In Vertica there are three distribution models, and they happen to coincide with Anchor modeling constructs.
Broadcast
The data is available locally (duplicated) on every node in the cluster. This suits knots very well, since they may be joined from both ties and attributes anywhere.
Segment
The data is split according to some operation across the nodes. For example, a modulo operation on the identity column in the anchor and the attribute tables could be used to determine on which node data should end up. This keeps an instance of an entity and its history of changes together on the same node.
Project
Data necessary in order to do a cross-node join is stored across the nodes, for all directions of the join.

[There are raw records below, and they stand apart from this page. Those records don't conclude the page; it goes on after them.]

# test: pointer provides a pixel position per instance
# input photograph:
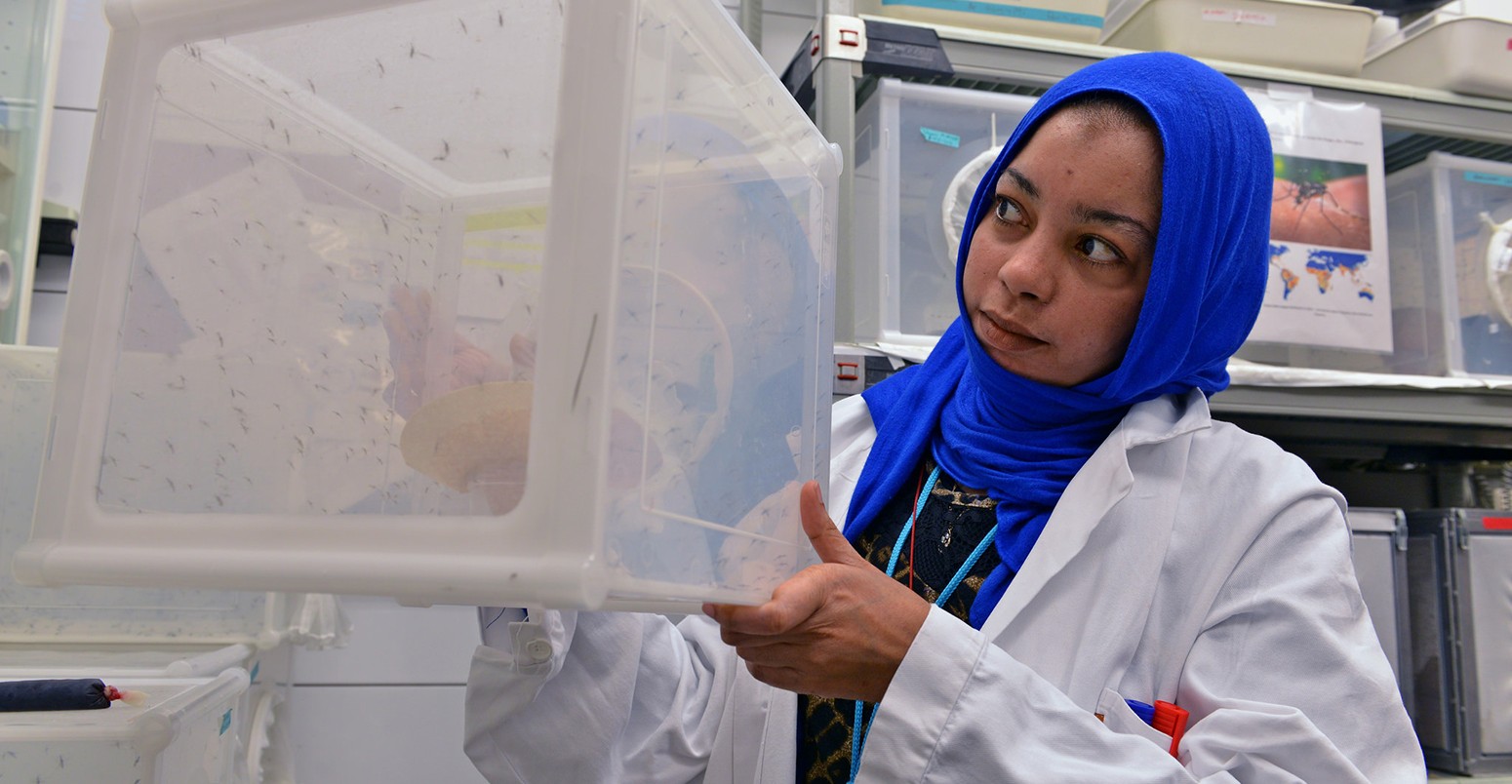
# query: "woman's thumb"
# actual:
(827, 539)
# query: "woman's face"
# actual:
(1057, 269)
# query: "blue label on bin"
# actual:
(940, 137)
(998, 10)
(1488, 178)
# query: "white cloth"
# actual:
(1187, 561)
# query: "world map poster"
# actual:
(1330, 280)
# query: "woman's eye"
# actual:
(1098, 251)
(1008, 211)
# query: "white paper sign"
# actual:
(1330, 275)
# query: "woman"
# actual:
(1044, 523)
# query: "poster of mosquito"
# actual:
(1320, 203)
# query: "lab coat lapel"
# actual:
(1096, 489)
(1102, 482)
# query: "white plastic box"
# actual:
(451, 301)
(184, 733)
(1069, 20)
(93, 632)
(1303, 35)
(920, 153)
(1461, 47)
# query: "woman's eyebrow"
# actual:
(1092, 215)
(1022, 181)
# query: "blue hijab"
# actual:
(1022, 440)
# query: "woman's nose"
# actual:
(1025, 269)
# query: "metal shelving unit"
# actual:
(1415, 121)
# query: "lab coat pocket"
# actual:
(1121, 718)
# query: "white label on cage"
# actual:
(1231, 16)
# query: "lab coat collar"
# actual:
(1099, 486)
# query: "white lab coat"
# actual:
(1187, 561)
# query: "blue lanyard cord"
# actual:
(857, 734)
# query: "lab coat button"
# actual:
(538, 649)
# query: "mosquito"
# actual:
(1306, 194)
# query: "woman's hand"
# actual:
(409, 327)
(838, 629)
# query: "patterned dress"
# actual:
(950, 526)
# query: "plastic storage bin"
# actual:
(184, 733)
(1069, 20)
(1305, 35)
(1461, 47)
(1459, 567)
(920, 153)
(1380, 567)
(399, 299)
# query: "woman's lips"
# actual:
(1006, 334)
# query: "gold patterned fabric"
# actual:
(951, 523)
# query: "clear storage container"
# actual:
(1461, 47)
(1305, 35)
(1451, 220)
(920, 153)
(30, 33)
(1069, 20)
(183, 733)
(398, 297)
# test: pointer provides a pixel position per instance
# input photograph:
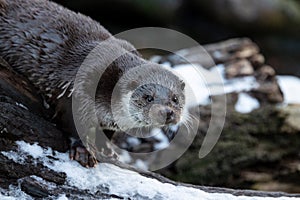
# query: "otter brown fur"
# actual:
(47, 44)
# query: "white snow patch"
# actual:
(13, 192)
(34, 150)
(290, 86)
(21, 106)
(133, 141)
(155, 59)
(62, 197)
(125, 157)
(203, 83)
(122, 182)
(14, 156)
(246, 103)
(140, 164)
(4, 197)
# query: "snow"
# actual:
(246, 103)
(119, 181)
(21, 106)
(3, 197)
(290, 86)
(203, 83)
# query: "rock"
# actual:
(292, 121)
(238, 68)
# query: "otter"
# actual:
(47, 43)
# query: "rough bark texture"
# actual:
(257, 150)
(23, 117)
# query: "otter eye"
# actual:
(175, 99)
(149, 98)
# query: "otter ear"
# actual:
(132, 85)
(182, 85)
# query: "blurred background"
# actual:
(255, 150)
(273, 24)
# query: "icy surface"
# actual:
(290, 86)
(119, 181)
(246, 103)
(203, 83)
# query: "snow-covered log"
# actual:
(34, 163)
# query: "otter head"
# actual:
(150, 96)
(155, 105)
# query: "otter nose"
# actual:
(169, 114)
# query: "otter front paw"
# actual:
(79, 153)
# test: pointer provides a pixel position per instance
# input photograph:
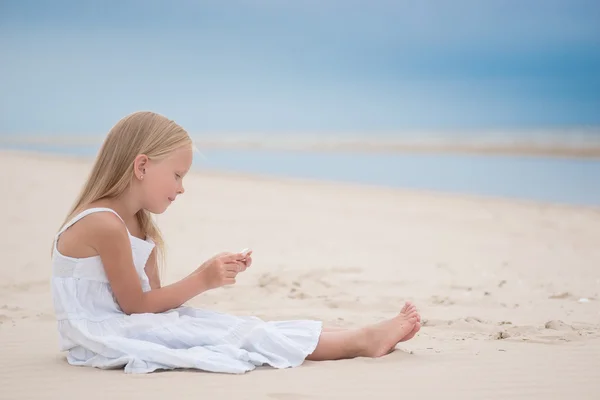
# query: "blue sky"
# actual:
(72, 67)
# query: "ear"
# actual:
(139, 166)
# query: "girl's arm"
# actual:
(152, 270)
(109, 237)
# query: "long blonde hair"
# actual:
(142, 132)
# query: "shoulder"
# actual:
(96, 231)
(104, 227)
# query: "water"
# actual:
(557, 180)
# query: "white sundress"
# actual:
(97, 333)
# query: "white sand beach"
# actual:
(509, 290)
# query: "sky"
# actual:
(76, 67)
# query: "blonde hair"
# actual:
(142, 132)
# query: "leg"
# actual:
(371, 341)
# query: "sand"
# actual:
(498, 283)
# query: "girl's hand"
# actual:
(222, 269)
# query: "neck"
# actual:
(127, 207)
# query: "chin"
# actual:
(158, 210)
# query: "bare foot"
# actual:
(417, 327)
(381, 338)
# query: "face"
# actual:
(162, 179)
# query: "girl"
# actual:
(111, 308)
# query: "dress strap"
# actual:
(85, 213)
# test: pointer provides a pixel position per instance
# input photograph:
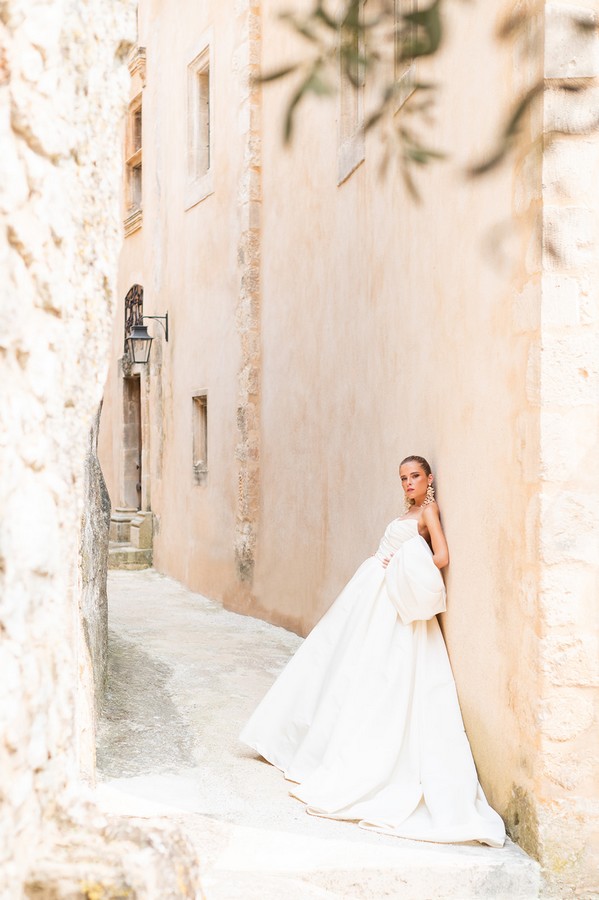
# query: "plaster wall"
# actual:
(338, 327)
(186, 259)
(401, 326)
(569, 492)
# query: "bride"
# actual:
(365, 720)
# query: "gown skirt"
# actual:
(365, 719)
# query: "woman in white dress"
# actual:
(365, 719)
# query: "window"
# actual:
(351, 105)
(133, 168)
(199, 128)
(200, 437)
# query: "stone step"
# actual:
(125, 556)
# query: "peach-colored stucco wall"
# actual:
(386, 327)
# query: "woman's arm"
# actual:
(430, 517)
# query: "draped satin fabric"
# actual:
(365, 719)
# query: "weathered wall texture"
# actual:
(337, 327)
(93, 563)
(567, 508)
(62, 86)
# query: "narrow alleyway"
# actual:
(184, 676)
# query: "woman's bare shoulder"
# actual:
(431, 512)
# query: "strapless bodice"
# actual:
(396, 533)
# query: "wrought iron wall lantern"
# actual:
(139, 341)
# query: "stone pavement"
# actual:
(184, 676)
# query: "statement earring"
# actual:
(430, 495)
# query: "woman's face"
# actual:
(414, 481)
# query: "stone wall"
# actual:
(62, 90)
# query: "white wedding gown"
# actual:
(365, 717)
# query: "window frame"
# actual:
(199, 183)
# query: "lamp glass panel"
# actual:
(140, 349)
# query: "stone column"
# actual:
(247, 63)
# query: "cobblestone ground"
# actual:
(184, 676)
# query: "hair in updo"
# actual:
(421, 462)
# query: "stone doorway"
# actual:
(132, 441)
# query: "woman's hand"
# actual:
(430, 517)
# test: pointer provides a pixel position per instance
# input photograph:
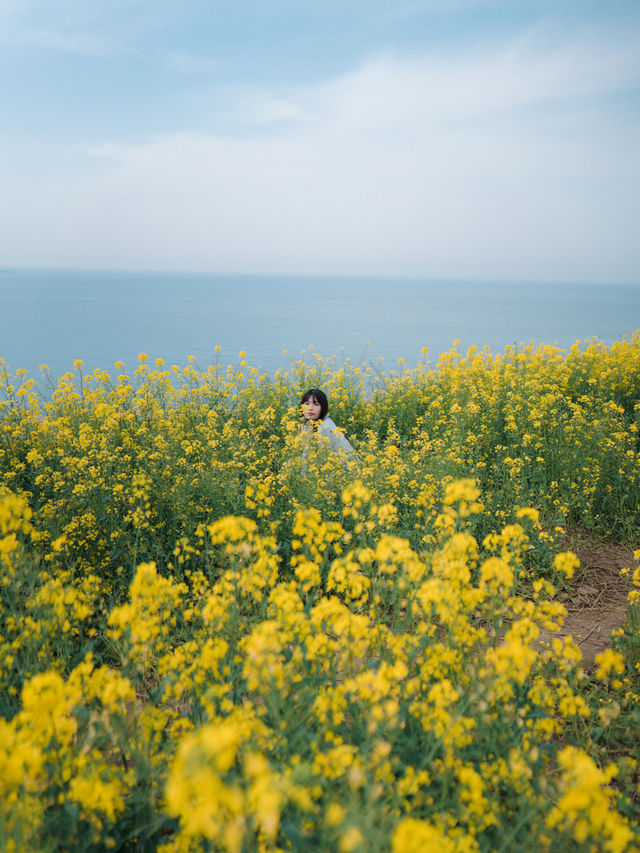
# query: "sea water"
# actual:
(55, 317)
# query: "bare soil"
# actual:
(597, 601)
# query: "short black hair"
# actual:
(320, 397)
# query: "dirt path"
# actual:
(598, 601)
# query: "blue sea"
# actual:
(56, 317)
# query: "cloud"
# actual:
(496, 165)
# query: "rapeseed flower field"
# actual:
(219, 635)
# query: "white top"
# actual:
(327, 429)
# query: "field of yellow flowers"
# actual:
(218, 635)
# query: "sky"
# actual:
(450, 138)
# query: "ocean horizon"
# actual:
(55, 317)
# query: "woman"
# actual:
(315, 407)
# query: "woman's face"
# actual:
(311, 409)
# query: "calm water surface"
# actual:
(55, 317)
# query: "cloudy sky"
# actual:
(435, 138)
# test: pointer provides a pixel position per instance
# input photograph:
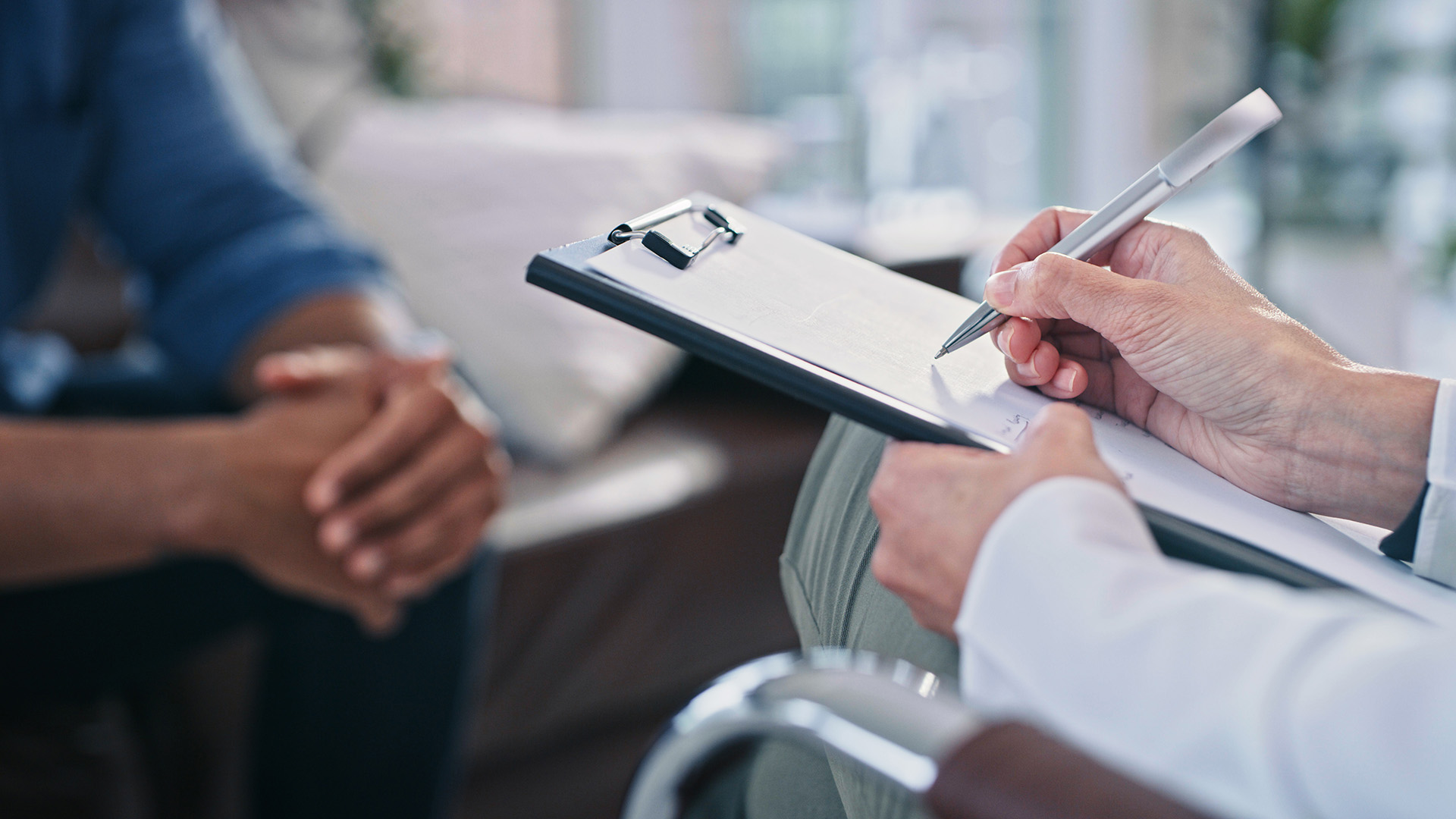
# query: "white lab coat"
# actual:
(1235, 694)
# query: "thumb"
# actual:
(1059, 428)
(397, 368)
(1059, 287)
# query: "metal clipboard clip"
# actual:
(670, 251)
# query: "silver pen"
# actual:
(1225, 134)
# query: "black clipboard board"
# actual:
(566, 273)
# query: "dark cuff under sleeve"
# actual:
(1401, 544)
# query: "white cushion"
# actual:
(460, 194)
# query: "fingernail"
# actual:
(402, 588)
(337, 535)
(366, 564)
(1005, 335)
(1001, 289)
(1065, 381)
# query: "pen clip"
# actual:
(667, 249)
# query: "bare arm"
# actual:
(80, 497)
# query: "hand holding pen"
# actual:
(1225, 134)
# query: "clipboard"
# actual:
(566, 271)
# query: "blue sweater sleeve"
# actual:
(209, 218)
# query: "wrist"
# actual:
(1369, 445)
(196, 518)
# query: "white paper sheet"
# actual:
(883, 330)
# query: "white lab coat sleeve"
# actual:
(1436, 535)
(1234, 694)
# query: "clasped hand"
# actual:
(360, 480)
(1161, 331)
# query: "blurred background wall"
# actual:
(930, 127)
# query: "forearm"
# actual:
(331, 319)
(1365, 450)
(1232, 692)
(82, 497)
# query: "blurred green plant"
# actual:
(391, 49)
(1442, 262)
(1305, 24)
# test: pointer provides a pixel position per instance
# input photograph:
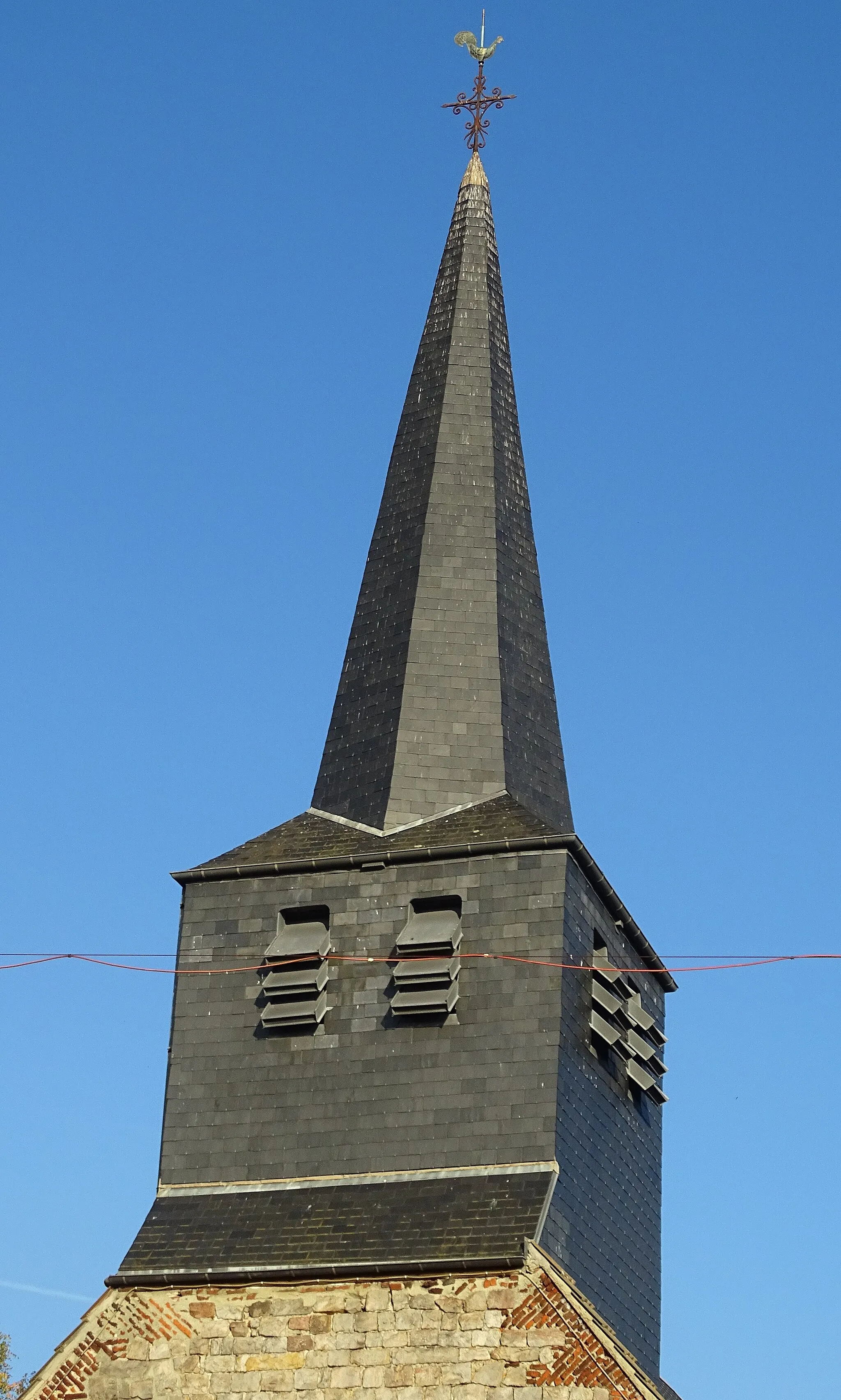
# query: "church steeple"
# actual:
(447, 695)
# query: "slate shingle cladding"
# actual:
(446, 699)
(391, 1227)
(447, 693)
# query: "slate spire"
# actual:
(447, 695)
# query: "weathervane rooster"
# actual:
(480, 100)
(466, 40)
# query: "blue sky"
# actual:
(219, 239)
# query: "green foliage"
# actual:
(10, 1389)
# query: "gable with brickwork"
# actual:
(522, 1336)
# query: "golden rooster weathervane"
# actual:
(480, 100)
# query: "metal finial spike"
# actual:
(480, 100)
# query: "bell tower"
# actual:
(434, 1046)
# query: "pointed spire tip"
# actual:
(475, 173)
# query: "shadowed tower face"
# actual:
(447, 695)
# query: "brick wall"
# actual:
(522, 1336)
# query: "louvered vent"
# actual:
(620, 1024)
(296, 972)
(427, 975)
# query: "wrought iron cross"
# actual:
(480, 100)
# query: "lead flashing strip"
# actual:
(299, 1184)
(359, 860)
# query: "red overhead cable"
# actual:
(534, 962)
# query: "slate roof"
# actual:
(311, 836)
(447, 692)
(388, 1227)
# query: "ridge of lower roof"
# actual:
(497, 826)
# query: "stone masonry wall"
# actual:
(522, 1336)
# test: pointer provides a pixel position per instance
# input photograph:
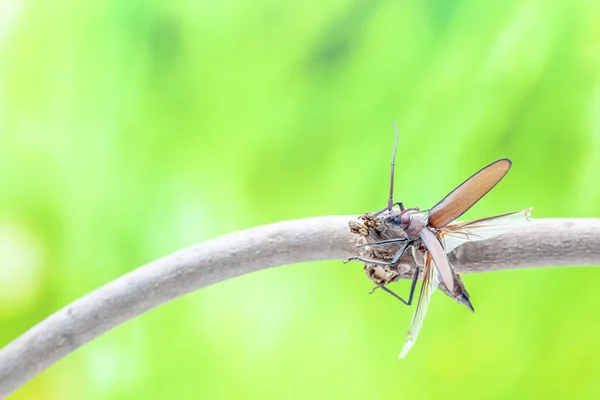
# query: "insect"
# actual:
(388, 233)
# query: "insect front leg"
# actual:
(413, 285)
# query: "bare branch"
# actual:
(545, 243)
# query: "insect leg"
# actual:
(413, 285)
(382, 242)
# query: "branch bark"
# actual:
(557, 242)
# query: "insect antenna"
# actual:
(390, 199)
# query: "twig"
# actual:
(545, 243)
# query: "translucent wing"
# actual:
(458, 233)
(430, 283)
(438, 254)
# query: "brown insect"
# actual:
(389, 232)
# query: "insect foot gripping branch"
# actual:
(384, 236)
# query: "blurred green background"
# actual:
(131, 129)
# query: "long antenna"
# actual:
(390, 199)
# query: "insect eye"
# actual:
(396, 220)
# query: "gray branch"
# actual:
(549, 242)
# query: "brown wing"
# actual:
(468, 193)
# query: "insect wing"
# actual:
(430, 283)
(456, 234)
(435, 249)
(468, 193)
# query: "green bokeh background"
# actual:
(131, 129)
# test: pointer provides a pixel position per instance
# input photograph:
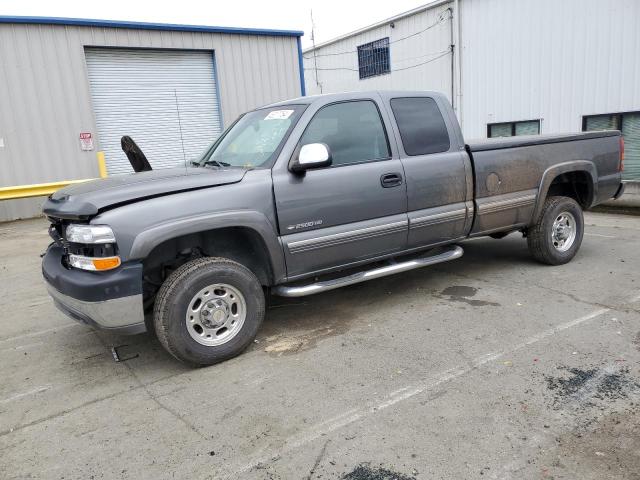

Ties fit this purpose perfectly and does not introduce any overhead thanks to only containing the columns on which joins are done.
Anchor modeling fits MPP extremely well, since the constructs are designed in such a way that the MPP is utilized as efficiently as possible. A knotted attribute or tie can be resolved locally on a node, and a join over a tie cannot be more efficient, while the assembly of the results from different nodes is trivial.
Incidentally, if you search about issues in Vertica, implementations may suffer from having to create lots of projections or broadcasts of wide tables in order to support ad-hoc querying. This is a natural result of using less normalized models. Anchor modeling, on the contrary, works “out of the box” for ad-hoc querying. Furthermore, what should be projected and broadcast is known beforehand, and not tuning work a DBA would have to worry about on a daily basis.
Since Vertica does not have table valued functions or stored procedures, only create table statements are generated so far. We are still working on providing some form of latest views.
One pattern that I think is common in MPP designs is to distribute entities not by their own ID, but by the ID of another entity that “owns” it (is the one side of a one to many relationship that is the main join path for the entity being distributed). Using a restaurant example, I might want to distribute all of restaurants, tables, and seats (and their attributes) by restaurant ID, since seats will always be joined to tables which will always be joined to restaurants. I *think* anchor modeling would allow that in principle, but I suspect that this functionality is currently not automated via the modeler, right?
Indeed, Anchor imposes no such constraint in theory. However, given the technology we have to create implementations with in practice, limitations may arise. In the code currently generated for Vertica we use the dumb/techincal/surrogate/generated id with a modular hash distribution function. I am assuming this will just evenly distribute instances across the nodes, making it close to impossible to achieve co-location of a restaurant and its tables. It does, however, look like it is possible to provide a rich expression instead of the modular hash. The syntax is:
SEGMENTED BY expression { ALL NODES [ OFFSET offset ] | NODES node [ ,... ] }
Presumably, with an expression that returns the same value for a restaurant and its table you should be able to co-locate these on the same node. I expect that you will get a performance hit at write-time though, but the benefits at read-time may certainly outweigh that.
The only other MPP platform I have some experience from, HBase, also supports this behaviour through writing a custom RegionSplitPolicy, such as:
HTableDescriptor tableDesc = new HTableDescriptor("example-table");
tableDesc.setValue(HTableDescriptor.SPLIT_POLICY, RestaurantSplitPolicy.class.getName());
//add columns etc
admin.createTable(tableDesc);
For some reason writing custom split policies seem to be an underused feature of HBase, so your mileage may vary.